Die Klimapolitik in der Europäischen Union erörterte anschließend Dr. Peter Liese, Abgeordneter des Europäischen Parlamentes. Bis zum Jahr 2020 soll der Anteil an erneuerbaren Energien bei 20 % liegen, so das Ziel der EU. Das größte Potenzial für die Einsparung von Energie sieht Liese in Gebäuden, wobei das Marktanreizprogramm diesbezüglich derzeit noch sehr schwach sei. Förderungen z.B. für effizientes Heizen und umweltschonenden Transport wie energieärmere Fahrzeuge seien daher erforderlich.

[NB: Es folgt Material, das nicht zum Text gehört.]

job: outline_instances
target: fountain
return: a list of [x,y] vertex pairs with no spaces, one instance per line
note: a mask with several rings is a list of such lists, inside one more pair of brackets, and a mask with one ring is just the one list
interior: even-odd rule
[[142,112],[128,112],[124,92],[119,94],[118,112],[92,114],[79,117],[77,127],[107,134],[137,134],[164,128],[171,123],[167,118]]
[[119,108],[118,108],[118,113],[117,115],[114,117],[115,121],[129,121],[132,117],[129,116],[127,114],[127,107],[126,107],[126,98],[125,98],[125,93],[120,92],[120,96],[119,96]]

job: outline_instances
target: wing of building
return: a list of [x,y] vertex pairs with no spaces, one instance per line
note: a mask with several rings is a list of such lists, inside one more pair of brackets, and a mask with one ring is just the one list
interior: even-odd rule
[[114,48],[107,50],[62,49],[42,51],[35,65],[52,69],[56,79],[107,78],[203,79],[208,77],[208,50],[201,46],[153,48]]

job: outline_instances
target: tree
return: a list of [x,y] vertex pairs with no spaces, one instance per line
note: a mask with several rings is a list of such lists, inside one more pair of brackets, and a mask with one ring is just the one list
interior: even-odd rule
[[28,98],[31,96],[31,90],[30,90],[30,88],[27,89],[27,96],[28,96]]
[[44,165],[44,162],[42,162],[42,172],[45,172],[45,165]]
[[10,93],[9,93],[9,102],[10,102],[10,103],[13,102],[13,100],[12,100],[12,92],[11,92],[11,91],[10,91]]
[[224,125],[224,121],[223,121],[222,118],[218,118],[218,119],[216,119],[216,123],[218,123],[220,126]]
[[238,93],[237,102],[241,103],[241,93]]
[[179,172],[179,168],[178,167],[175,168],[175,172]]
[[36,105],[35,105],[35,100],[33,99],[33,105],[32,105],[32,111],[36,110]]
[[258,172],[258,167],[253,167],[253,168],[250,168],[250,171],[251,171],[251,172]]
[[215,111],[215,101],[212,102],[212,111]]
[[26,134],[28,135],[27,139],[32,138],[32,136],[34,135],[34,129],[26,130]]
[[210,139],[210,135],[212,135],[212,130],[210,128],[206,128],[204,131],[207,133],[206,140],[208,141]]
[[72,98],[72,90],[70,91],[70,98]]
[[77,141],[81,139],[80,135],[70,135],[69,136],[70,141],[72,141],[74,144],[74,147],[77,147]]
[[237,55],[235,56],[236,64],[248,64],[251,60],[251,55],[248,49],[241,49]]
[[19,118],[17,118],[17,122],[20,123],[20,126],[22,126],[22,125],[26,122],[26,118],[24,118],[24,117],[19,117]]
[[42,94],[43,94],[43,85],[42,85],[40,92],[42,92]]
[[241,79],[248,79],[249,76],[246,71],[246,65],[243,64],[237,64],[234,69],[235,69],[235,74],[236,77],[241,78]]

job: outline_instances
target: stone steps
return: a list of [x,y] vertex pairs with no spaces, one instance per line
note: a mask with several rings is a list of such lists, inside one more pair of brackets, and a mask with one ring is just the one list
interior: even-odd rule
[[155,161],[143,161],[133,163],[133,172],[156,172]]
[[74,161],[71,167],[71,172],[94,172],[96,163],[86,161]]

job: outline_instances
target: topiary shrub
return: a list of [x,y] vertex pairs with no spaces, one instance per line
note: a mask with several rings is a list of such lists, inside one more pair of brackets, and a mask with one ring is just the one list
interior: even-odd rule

Ab 2012 soll, so Liese, auch die Flugverkehrsindustrie in den Emissionshandel mit einbezogen werden, indem die Airlines verpflichtet werden, Lizenzen hinzuzukaufen, sofern sie nicht umweltgerecht handeln.

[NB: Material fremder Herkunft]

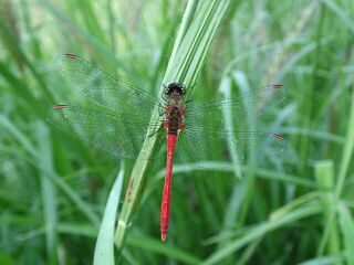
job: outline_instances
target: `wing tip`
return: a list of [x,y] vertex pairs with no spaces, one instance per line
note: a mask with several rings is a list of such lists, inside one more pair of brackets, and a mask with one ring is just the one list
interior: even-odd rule
[[73,53],[65,53],[64,56],[69,57],[69,59],[77,59],[77,55],[75,55]]
[[53,106],[53,109],[65,109],[67,105],[55,105]]
[[273,134],[273,137],[275,139],[279,139],[279,140],[283,140],[284,139],[284,137],[282,135],[279,135],[279,134]]
[[275,88],[275,89],[283,88],[283,85],[282,84],[274,84],[273,88]]

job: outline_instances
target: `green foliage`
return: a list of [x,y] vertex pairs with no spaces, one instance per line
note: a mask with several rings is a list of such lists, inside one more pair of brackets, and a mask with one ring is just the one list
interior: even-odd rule
[[[353,33],[347,0],[0,0],[0,264],[92,264],[95,244],[112,263],[113,240],[118,264],[352,264]],[[119,161],[45,123],[85,104],[55,71],[65,52],[152,95],[184,82],[192,104],[281,82],[282,106],[236,121],[287,149],[176,165],[163,244],[165,157],[126,160],[116,180]]]

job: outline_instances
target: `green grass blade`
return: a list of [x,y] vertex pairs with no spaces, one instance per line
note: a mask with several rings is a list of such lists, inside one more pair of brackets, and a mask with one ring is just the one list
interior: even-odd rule
[[114,224],[117,205],[121,199],[124,167],[121,170],[110,192],[97,236],[94,254],[94,265],[114,265]]
[[[188,87],[192,86],[196,76],[198,76],[200,73],[206,52],[211,44],[211,40],[216,33],[216,29],[219,25],[220,20],[229,3],[230,0],[200,2],[200,9],[198,9],[198,13],[195,13],[195,20],[191,22],[191,25],[188,28],[186,34],[184,34],[185,38],[181,40],[180,46],[177,49],[175,57],[168,63],[164,83],[179,81],[185,83]],[[211,17],[212,9],[216,10],[216,13],[214,13],[216,18],[206,20],[205,18]],[[184,19],[187,20],[190,15],[184,17]],[[201,29],[205,32],[208,32],[209,35],[202,35]],[[179,43],[177,43],[177,45],[179,45]],[[190,72],[192,72],[194,75],[181,75],[181,73]],[[153,112],[152,120],[156,120],[157,117],[158,109],[156,108]],[[154,128],[148,128],[147,135],[150,135],[150,131],[153,129]],[[123,204],[122,213],[116,229],[115,244],[118,250],[123,247],[126,229],[132,218],[133,208],[137,204],[137,200],[140,195],[139,193],[144,182],[144,177],[148,167],[148,160],[144,160],[142,158],[143,156],[146,156],[146,153],[152,153],[154,151],[156,141],[156,134],[153,137],[145,138],[140,153],[132,170],[128,189],[125,195],[125,202]]]
[[[38,136],[38,158],[42,161],[42,168],[45,171],[53,170],[53,158],[51,141],[49,136],[48,127],[44,124],[39,123],[35,126]],[[53,181],[45,176],[42,171],[41,173],[41,192],[42,192],[42,203],[43,203],[43,215],[45,225],[45,245],[46,254],[50,264],[58,264],[58,235],[56,235],[56,192]]]
[[354,264],[354,219],[344,204],[340,204],[339,215],[346,264]]

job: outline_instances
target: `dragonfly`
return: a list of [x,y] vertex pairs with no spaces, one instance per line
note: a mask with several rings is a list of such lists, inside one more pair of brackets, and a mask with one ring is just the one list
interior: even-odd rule
[[[216,161],[218,165],[221,158],[232,161],[232,165],[243,165],[262,157],[263,152],[268,156],[285,148],[285,139],[280,134],[242,131],[233,126],[238,123],[231,123],[247,118],[250,108],[262,114],[261,107],[267,100],[281,104],[285,97],[281,84],[192,105],[186,96],[188,87],[180,82],[164,84],[162,95],[154,97],[75,54],[60,55],[56,65],[69,84],[95,105],[94,109],[64,104],[53,106],[48,120],[59,129],[124,159],[136,158],[147,137],[159,132],[166,135],[166,145],[162,148],[167,159],[160,208],[163,242],[166,241],[170,219],[175,155],[183,161]],[[152,118],[154,109],[158,115]],[[157,157],[162,153],[155,152]],[[142,159],[154,157],[152,153],[139,156]]]

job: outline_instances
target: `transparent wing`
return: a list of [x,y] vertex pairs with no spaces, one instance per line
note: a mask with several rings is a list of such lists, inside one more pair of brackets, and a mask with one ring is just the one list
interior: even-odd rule
[[259,89],[253,89],[248,93],[243,93],[239,96],[226,98],[217,102],[209,102],[200,106],[186,107],[186,128],[202,127],[208,128],[211,123],[204,123],[201,126],[200,120],[222,120],[225,113],[229,113],[237,119],[244,119],[246,113],[250,108],[254,110],[257,115],[261,115],[267,109],[267,100],[271,100],[272,106],[277,106],[284,100],[287,91],[283,85],[274,84]]
[[285,148],[284,138],[274,132],[239,131],[241,120],[253,108],[264,112],[266,100],[272,106],[285,98],[282,85],[270,85],[233,98],[186,107],[185,130],[180,132],[177,156],[195,161],[230,161],[247,163],[251,160],[279,155]]
[[145,91],[114,78],[77,55],[60,55],[56,66],[61,75],[85,97],[114,113],[147,120],[156,104],[164,105]]
[[176,157],[183,161],[229,161],[243,165],[279,155],[285,146],[284,138],[273,132],[186,129],[179,135]]
[[[95,112],[81,107],[58,105],[50,110],[48,120],[95,148],[119,158],[135,158],[140,150],[149,121],[129,119],[121,114]],[[157,132],[162,120],[156,120]]]

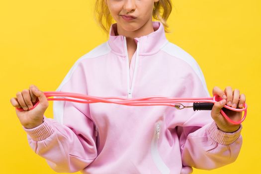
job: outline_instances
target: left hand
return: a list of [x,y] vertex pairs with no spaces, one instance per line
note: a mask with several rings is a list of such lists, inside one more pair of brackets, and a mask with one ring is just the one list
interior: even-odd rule
[[[244,94],[240,95],[239,90],[227,87],[224,91],[217,87],[215,87],[212,90],[213,95],[219,95],[223,99],[214,104],[211,110],[211,117],[215,121],[219,129],[224,132],[233,132],[237,131],[240,127],[239,124],[233,124],[228,122],[220,113],[220,110],[225,104],[233,107],[242,108],[246,102],[246,96]],[[242,112],[237,112],[231,110],[223,110],[232,120],[238,121],[241,119]]]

„Wer im Treibhaus sitzt, soll nicht noch mehr Kohle verbrennen,“ brachte Professor Dr. Konrad Kleinknecht von der Johannes-Gutenberg-Universität Mainz zum Ende des Tages das Thema nochmals auf den Punkt. Wenn wir alle nichts gegen den zunehmenden CO2-Ausstoß unternehmen, wird sich die Temperatur gegen Ende dieses Jahrhunderts um rund 5° C erwärmen. Mit entsprechenden Maßnahmen gegen die CO2-Emission werden es eventuell nur rund 2° C mehr sein. Und dennoch: „Die Erwärmung kann nicht gestoppt, jedoch verlangsamt werden“, so Kleinknecht.

Begonnen hatte die Management-Fachtagung des EVVC bereits am Sonntag nachmittag mit Vorträgen und Round-Table-Workshops u.a. zu Themen der Technik, der Rechtssprechung und der Gastronomie.

„Ich freue mich, dass das Thema Nachhaltigkeit auf so großes Interesse bei unseren Mitgliedern gestoßen ist, denn ich bin der festen Überzeugung, dass dies auch in unserer Branche immer mehr in den Fokus gestellt werden wird – zum einen aus der Verantwortung für zukünftige Generationen heraus, zum anderen aber auch aus Kostengründen. Auch in Zukunft wird der EVVC aktuelle und brisante Themen aufgreifen, um sie für und mit den Mitgliedern ergebnisorientiert zu erörtern,“ fasst August Moderer die Tagung zusammen.


Über EVVC Europäischer Verband der Veranstaltungs Centren e.V.

Der EVVC ist der Dachverband und die Interessensvertretung der Veranstaltungsstätten mit derzeit rund 300 Mitgliedern in Deutschland und Europa.